• Thu, Jun 2 2011

Chasing Thirty: My Fake Bachelorette Party

Andrea is on a quest to check off a bucket list of items in her 29th year. You can read more about her adventures at her blog, Thirty-Things.

You know what the problem with bachelorette parties is? Someone has to get married after.

So why not throw a bachelorette party while you’re really single?

Luckily I have the sort of girlfriends who’re willing to don a bunch of ridiculous gear and fabricate fiancés for a night of fun. The rules were simple: while you were the bachelorette, you had to tell at least one person your entire back-story and generally just act outrageous – in a manner befitting a woman headed down the aisle.

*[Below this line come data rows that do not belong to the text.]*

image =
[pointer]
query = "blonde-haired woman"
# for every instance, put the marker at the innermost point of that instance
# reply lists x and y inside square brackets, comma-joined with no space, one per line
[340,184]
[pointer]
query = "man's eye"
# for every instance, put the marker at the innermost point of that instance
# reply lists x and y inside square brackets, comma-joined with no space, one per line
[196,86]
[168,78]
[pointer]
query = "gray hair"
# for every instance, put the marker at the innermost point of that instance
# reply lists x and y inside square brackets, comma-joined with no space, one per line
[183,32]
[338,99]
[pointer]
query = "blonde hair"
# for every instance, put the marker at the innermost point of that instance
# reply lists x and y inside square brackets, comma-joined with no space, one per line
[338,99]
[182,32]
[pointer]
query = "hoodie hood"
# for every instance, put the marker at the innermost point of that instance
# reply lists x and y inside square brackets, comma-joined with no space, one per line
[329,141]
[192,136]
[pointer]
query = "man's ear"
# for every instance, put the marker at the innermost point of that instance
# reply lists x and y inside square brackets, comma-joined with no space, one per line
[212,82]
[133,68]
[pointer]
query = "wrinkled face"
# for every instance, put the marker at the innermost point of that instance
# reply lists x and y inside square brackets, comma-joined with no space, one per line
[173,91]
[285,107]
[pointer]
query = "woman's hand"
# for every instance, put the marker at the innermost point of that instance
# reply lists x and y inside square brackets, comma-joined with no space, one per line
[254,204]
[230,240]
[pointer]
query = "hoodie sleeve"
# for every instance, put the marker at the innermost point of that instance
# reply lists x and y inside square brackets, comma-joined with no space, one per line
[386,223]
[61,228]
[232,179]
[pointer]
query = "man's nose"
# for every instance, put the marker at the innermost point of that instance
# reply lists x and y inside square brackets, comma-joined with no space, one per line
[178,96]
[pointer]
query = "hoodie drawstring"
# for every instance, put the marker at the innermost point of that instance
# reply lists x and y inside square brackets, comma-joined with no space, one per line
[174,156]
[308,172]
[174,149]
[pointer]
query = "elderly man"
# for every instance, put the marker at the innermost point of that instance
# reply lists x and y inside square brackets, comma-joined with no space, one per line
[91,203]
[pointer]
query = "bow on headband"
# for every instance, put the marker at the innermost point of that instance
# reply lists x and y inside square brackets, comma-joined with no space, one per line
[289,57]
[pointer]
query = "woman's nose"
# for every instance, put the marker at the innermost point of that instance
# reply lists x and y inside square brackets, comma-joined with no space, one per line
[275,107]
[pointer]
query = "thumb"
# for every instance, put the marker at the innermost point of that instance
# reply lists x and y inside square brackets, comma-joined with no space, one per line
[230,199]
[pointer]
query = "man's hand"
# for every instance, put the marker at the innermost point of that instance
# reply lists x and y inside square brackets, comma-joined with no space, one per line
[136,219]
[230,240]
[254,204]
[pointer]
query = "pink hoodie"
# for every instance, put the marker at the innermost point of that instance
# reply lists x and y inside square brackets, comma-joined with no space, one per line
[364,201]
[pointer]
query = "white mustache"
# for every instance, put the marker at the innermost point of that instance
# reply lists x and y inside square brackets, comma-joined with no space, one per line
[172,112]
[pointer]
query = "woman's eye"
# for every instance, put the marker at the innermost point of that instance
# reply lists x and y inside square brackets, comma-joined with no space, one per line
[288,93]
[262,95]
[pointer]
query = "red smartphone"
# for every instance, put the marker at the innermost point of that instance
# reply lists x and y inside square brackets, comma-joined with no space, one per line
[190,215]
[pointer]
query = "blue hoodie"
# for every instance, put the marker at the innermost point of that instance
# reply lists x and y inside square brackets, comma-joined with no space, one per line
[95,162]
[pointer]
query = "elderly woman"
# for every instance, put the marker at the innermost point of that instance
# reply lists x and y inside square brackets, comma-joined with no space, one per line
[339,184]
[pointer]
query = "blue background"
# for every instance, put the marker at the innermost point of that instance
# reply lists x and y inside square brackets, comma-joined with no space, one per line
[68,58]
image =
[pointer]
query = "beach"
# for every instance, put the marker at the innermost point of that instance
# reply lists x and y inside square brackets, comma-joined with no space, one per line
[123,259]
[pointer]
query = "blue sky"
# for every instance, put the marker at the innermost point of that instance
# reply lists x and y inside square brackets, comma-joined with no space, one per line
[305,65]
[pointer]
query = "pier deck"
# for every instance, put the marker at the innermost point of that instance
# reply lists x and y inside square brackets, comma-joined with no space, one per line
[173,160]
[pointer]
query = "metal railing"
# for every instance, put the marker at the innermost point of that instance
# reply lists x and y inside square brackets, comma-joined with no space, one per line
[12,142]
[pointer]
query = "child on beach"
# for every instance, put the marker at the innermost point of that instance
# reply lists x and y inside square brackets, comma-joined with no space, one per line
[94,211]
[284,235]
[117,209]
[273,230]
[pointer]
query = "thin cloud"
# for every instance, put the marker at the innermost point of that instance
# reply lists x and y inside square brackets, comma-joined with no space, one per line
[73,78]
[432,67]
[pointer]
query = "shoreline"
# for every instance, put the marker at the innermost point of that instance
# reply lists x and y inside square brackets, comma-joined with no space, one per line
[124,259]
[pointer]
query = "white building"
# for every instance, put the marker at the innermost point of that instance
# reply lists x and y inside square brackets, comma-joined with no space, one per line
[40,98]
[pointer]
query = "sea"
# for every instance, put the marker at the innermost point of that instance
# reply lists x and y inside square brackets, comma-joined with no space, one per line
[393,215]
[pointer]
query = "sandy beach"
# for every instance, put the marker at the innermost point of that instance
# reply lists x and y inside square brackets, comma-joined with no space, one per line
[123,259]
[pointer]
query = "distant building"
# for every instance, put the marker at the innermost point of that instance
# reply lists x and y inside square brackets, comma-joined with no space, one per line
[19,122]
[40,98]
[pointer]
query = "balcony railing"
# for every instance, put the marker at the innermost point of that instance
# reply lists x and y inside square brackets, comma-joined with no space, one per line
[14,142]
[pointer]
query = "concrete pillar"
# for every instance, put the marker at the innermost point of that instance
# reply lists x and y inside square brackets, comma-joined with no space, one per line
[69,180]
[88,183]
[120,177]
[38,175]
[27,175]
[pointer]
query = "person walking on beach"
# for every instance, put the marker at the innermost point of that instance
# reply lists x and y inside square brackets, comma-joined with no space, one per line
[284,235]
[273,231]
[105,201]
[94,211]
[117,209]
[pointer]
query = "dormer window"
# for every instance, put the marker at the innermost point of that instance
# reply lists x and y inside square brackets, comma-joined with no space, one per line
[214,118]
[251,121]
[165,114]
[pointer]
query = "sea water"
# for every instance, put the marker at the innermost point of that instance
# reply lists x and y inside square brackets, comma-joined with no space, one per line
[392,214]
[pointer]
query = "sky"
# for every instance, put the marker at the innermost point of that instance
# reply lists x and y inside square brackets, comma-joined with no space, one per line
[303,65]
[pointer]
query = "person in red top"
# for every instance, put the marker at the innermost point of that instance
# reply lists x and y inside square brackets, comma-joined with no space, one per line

We started at one of my all time favorite spots in Seattle R Place, a super fun gay bar that features a drag show every Saturday Night. Kerri (who was the only one of us with a real life fiancé) was first up in the lineup. Since she was decked out to the nines in pink and penis paraphernalia. There was no missing Kerri from where we were sitting – front row center for the show. That was even before long the MC called her up on stage. The MC wanted to know if Kerri had ever been with a lady back in her wild single days. “Just once in college”, she said. When she was asked if the lady was present we pretended it had been me. So I got called up on stage where we were instructed to get our dance on for the crowd. Fortunately, Kerri and I know the choreography to ‘Single Ladies’ practically by heart, so we tore it up. The MC told us we were adorable but what the crowd really wanted to see was a recreation of that one magical night in college.’ Now, I don’t kiss and tell, but let’s just say Kerri and I shared a special moment in our eleven years of friendship that night.

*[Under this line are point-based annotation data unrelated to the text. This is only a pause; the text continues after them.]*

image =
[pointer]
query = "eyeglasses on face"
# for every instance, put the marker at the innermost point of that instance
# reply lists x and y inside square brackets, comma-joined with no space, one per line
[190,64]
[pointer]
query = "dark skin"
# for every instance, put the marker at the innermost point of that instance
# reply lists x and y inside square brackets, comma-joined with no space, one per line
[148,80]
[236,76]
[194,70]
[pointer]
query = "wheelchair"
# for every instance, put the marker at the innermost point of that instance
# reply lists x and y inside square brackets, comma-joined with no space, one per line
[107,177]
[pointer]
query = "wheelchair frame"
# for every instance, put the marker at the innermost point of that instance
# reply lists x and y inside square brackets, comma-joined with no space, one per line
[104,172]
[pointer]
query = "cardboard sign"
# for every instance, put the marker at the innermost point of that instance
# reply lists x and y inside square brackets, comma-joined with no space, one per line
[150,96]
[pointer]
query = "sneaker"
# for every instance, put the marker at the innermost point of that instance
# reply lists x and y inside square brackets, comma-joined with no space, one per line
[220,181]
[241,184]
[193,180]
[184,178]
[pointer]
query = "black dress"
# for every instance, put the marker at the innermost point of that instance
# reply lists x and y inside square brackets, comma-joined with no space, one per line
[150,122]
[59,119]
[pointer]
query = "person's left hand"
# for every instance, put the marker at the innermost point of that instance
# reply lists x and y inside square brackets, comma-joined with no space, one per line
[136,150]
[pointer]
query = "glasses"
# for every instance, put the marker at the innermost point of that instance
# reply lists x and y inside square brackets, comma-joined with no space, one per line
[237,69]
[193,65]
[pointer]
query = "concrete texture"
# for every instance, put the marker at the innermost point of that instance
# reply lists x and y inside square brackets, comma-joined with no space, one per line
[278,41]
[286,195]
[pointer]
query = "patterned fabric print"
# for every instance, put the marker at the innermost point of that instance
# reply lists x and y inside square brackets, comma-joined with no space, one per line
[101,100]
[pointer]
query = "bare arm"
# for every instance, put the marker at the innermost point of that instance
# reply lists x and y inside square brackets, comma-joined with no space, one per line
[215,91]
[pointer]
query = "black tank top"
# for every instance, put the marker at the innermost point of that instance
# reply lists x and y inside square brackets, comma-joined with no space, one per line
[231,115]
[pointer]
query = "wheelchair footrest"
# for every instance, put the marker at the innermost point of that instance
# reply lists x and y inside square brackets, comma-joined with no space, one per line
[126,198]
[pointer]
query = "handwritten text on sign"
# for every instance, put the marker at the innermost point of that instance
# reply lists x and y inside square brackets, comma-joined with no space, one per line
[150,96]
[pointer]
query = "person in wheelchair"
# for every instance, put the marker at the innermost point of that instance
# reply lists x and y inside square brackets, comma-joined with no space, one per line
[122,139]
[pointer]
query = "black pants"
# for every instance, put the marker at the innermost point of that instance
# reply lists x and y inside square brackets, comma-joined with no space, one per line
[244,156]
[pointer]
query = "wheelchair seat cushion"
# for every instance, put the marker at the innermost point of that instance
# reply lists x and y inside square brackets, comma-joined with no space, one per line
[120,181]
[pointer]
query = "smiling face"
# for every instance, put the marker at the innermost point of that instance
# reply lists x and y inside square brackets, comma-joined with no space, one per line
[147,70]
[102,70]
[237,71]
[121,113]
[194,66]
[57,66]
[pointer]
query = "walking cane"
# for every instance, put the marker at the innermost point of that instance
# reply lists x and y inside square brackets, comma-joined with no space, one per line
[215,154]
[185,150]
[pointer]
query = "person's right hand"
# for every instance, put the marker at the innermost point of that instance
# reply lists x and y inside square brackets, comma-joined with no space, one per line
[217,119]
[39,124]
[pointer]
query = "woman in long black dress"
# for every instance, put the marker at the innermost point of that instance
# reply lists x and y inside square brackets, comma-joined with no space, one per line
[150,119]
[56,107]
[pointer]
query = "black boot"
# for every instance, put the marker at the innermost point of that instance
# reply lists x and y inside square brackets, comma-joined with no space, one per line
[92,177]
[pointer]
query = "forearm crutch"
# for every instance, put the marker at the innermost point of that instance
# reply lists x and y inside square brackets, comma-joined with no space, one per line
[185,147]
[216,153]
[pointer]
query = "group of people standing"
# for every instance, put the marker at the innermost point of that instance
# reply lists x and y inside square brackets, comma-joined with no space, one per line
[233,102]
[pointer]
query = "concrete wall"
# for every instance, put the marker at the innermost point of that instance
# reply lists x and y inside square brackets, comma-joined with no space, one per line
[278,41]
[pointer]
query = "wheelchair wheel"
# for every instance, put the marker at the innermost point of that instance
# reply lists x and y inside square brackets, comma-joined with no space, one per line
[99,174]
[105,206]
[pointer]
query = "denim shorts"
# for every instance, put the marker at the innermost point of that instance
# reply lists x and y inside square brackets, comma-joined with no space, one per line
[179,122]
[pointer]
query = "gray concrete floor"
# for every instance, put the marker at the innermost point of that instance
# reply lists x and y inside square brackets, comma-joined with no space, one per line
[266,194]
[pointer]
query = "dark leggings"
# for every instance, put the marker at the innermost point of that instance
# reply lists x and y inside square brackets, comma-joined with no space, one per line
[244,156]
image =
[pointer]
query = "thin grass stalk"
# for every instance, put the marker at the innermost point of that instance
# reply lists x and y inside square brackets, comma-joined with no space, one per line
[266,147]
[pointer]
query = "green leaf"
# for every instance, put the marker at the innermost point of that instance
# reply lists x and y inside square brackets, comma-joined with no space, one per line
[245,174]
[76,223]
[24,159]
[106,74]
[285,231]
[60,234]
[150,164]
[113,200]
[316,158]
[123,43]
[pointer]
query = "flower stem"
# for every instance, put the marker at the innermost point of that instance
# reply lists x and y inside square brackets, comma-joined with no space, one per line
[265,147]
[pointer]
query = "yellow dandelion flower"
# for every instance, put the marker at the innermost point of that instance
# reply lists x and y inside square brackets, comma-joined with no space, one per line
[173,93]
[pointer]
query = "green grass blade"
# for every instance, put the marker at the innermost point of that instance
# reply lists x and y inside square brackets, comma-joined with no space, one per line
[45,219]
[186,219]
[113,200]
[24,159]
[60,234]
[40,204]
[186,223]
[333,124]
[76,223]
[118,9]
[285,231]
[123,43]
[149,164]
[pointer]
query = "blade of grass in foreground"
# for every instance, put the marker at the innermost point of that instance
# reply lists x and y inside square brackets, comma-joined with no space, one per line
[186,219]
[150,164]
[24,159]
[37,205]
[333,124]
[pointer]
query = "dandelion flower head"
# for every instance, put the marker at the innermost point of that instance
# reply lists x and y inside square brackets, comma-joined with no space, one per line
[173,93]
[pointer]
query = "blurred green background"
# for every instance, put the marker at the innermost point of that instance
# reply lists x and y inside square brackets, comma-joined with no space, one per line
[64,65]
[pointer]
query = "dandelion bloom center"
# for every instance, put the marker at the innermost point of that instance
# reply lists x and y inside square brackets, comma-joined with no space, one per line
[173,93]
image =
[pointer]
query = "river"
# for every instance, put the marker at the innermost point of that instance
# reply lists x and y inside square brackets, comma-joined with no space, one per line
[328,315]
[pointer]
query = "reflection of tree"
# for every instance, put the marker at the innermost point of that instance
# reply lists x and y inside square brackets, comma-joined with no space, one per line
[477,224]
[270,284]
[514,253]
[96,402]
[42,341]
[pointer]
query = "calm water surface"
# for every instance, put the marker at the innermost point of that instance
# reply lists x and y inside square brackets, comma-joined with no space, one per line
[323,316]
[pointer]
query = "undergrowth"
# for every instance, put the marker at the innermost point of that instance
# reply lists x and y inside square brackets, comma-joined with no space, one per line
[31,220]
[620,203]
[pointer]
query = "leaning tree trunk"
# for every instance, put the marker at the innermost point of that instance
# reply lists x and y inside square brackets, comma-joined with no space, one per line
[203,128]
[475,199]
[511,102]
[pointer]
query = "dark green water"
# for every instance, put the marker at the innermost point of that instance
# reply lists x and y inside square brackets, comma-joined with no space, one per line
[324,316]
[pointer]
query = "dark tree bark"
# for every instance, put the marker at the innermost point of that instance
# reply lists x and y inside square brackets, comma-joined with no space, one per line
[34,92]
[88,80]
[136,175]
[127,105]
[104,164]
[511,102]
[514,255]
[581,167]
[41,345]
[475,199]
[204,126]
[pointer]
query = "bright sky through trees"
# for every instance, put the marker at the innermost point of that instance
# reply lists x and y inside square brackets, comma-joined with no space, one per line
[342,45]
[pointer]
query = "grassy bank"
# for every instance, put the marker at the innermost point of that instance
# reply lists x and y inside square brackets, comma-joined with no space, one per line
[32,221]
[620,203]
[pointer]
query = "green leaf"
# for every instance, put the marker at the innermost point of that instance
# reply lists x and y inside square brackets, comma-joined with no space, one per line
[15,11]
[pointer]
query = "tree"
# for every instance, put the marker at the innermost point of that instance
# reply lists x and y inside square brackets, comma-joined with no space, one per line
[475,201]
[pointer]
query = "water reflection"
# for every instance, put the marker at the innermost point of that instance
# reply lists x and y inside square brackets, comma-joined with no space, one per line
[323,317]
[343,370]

I was up next at Cowgirls Inc., a dreadful nightclub/sports bar hybrid of a place with a mechanical bull and scantily clad ladies dancing on the bar. A bull ride was definitely in order, but I was wearing a short skirt and as much as I was committed to the mission, I wasn’t wiling to flash the entire place so I borrowed the shorts my friend was wearing under hers and went for a spin. I fared pretty well and did lots of fist pumping to Pink’s ‘Rockstar’. While in line, I managed to tell an affable drunk dude my back-story about how I met my ‘fiancé’ Carl when he was a patron at the club I used to dance at. My stripper story garnered many inexplicable fist bumps from my new friend; ‘did a lot of the girls meet their husbands that way in your industry?’ Well, “I said, ‘that’s the dream, that you’ll meet a nice man who’ll take you away from it all.’ Continuing with the theme, I got to dance on the bar with ladies in booty shorts and chaps. I chose not to embarrass the cowgirl next to me by challenging her to a dance-off, but it would have been in the bag.

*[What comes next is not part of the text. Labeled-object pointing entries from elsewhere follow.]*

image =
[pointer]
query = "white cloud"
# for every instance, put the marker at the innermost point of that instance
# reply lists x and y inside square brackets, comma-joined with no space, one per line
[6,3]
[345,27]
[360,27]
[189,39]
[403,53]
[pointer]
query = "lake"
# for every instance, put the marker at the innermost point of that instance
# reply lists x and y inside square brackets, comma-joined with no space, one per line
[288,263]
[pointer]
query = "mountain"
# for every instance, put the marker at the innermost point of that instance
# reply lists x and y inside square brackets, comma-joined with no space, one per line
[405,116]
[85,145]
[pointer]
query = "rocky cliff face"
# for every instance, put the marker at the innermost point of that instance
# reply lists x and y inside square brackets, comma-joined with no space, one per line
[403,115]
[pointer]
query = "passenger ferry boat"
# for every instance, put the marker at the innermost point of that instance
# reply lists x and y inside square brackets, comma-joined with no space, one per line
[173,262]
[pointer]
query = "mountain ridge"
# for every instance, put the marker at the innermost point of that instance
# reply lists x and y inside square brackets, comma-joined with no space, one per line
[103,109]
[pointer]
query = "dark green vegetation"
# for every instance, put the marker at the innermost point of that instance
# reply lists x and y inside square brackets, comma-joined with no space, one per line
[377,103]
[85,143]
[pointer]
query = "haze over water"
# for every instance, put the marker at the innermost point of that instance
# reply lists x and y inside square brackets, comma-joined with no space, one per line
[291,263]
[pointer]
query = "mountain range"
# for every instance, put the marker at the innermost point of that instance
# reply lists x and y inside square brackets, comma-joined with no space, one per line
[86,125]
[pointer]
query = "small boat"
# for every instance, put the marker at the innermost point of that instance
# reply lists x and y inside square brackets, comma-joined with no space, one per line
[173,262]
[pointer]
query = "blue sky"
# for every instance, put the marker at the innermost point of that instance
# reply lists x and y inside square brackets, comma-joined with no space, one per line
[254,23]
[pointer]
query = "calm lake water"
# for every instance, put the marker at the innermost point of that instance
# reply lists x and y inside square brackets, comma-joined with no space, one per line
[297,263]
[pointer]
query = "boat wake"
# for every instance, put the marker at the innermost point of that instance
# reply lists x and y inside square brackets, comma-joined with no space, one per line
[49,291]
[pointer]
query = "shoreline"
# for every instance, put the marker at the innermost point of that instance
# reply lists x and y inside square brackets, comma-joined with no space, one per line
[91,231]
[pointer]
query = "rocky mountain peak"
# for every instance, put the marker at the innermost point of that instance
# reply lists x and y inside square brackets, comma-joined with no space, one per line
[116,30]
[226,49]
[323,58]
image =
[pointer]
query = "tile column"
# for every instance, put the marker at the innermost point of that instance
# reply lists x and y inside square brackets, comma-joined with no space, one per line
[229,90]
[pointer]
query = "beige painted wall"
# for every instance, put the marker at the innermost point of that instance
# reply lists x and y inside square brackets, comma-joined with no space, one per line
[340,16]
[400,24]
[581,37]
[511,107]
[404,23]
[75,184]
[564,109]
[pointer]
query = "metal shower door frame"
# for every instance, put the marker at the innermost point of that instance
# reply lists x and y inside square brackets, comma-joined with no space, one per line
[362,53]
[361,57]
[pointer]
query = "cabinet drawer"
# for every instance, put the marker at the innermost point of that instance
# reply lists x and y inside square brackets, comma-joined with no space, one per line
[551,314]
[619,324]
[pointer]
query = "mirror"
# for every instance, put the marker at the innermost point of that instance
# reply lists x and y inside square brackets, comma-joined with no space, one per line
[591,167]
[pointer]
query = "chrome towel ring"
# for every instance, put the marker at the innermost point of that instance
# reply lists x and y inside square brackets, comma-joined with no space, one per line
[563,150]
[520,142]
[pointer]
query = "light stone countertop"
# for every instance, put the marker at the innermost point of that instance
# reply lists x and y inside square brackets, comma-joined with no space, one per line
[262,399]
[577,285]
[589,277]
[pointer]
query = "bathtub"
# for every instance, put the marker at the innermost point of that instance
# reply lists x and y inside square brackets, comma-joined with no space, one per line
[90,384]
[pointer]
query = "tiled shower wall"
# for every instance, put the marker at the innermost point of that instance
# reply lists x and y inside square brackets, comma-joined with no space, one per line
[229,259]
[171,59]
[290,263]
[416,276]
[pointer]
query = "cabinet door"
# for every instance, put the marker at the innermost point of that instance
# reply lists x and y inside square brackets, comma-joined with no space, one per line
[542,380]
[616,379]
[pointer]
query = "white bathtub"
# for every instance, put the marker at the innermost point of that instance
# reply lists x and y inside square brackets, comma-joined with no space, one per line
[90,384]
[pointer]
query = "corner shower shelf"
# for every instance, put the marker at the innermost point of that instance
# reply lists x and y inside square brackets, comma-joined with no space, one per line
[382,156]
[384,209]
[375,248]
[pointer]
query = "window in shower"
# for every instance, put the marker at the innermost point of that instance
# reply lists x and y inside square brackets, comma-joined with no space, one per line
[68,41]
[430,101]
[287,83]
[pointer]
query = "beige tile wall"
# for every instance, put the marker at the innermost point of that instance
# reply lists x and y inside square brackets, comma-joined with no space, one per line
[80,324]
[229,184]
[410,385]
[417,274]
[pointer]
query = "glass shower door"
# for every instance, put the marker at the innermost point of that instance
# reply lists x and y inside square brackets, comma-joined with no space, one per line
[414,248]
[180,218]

Last up was a douche-tastic nightclub downtown for our final two bachelorettes. I suggested that for Monica we find the cutest guy in the bar and tell him that she needed one last kiss as a single girl. A very cute guy named Eric beat us to the punch when he walked up to the ‘bachelorette’ and suggested that she might need that exact thing. They shared a passionate kiss much to the chagrin of Eric’s (sweetly) disapproving friends.

Since Monica is single in real life and Eric is the kind of catch you don’t just let get away, I told her I’d go and explain the whole thing after we switched bachelorettes.
I figured he’d take it in stride, but when I told him it was a gag for my column, he freaked. ‘You’re a reporter?!!’ he said (a reporter!) and started panicking that I was going to post incriminating details and pictures and ruin his career. After I’d had a moment to get over the thrill of someone thinking I was influential enough to ruin his anything, I reassured him that I would erase all the evidence and use a fake name. He mellowed out and we’re all friends now. (Hi Eric!)

Last up was Anna, who got called out on her massive fake engagement ring by a guy whose day job was catering weddings. Since her story was that she was marrying an old rich guy for the cash, this worked out nicely. She said her fiancé wouldn’t let her out of the house with real thing because it was so damn huge. She also managed to attract some fun, dancing dudes in dark glasses who turned out to be local contenders for America’s Next Best Dance Crew ‘The Massive Monkeys’.

After many shots, shenanigans and one real-life love connection: this mission was accomplished.